Tuesday, December 13, 2016

"NASA's Bug Repellent Aims to Save Airlines Millions in Fuel Cost"

"as pressure grows to make airliners more fuel efficient and lessen their impact on the environment, eliminating insect contamination is an area that holds a potentially huge payoff for future designs. Aircraft emit 3 percent of greenhouse gases in the U.S., according to the Environmental Protection Agency, and that share is forecast to grow as the government imposes stricter limits on other sources such as automobiles.

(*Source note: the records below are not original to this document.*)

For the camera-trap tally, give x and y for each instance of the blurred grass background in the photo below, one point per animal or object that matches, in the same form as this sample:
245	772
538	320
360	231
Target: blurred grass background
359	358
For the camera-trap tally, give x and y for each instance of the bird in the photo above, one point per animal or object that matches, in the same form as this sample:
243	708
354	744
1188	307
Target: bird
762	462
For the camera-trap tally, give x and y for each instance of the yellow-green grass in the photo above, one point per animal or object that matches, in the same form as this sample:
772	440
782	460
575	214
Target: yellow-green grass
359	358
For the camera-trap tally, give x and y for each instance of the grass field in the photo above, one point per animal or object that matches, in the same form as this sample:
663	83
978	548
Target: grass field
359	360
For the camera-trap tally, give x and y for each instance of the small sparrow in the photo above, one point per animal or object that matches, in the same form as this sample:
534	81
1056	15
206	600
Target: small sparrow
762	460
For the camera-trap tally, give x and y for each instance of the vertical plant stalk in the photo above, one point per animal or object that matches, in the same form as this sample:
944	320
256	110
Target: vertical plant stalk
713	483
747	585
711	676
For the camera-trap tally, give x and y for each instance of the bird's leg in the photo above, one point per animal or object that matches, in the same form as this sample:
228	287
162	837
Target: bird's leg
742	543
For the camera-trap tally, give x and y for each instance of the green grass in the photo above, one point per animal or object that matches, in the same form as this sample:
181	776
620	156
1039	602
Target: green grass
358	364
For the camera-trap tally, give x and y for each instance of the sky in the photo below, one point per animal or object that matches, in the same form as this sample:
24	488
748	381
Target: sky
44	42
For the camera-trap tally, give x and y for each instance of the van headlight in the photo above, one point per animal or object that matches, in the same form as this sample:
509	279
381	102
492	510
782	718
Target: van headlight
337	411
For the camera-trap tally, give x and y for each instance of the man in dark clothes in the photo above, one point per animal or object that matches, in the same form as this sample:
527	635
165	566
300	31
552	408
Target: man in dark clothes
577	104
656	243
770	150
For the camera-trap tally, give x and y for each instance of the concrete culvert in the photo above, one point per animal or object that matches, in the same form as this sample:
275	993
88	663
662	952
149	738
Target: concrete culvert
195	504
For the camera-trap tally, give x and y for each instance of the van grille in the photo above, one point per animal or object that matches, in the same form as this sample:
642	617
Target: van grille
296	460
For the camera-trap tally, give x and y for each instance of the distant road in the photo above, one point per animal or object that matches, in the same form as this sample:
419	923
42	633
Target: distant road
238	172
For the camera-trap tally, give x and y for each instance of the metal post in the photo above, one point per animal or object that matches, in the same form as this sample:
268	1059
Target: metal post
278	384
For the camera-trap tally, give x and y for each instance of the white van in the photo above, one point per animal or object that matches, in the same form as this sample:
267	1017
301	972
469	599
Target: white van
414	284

In theory, creating aircraft bodies and wings with mirror-like surfaces that can maintain smooth airflow would produce big gains, said Mark Drela, a professor at the Massachusetts Institute of Technology who specializes in aerodynamics.

“On a jetliner, it’s enormous,” Drela said. “It’s a factor of 10. It’s colossal. It’s like taking your car from 20 miles per gallon to 200.”

When air flows across a typical airliner’s wing, it is turbulent, like tiny crashing waves. If the flow remains smooth, it forms layers of different speeds with minimal drag between them, allowing a marked improvement in efficiency."
http://www.bloomberg.com/news/articles/2016-03-10/nasa-s-bug-repellent-aims-to-save-airlines-millions-in-fuel-cost?utm_source=nextdraft&utm_medium=email

Also - a solid example of the kinds of impacts that federal research can have. A lot of these materials were probably developed for space projects, or even as basic research in material science. But it has so many potential areas to inform.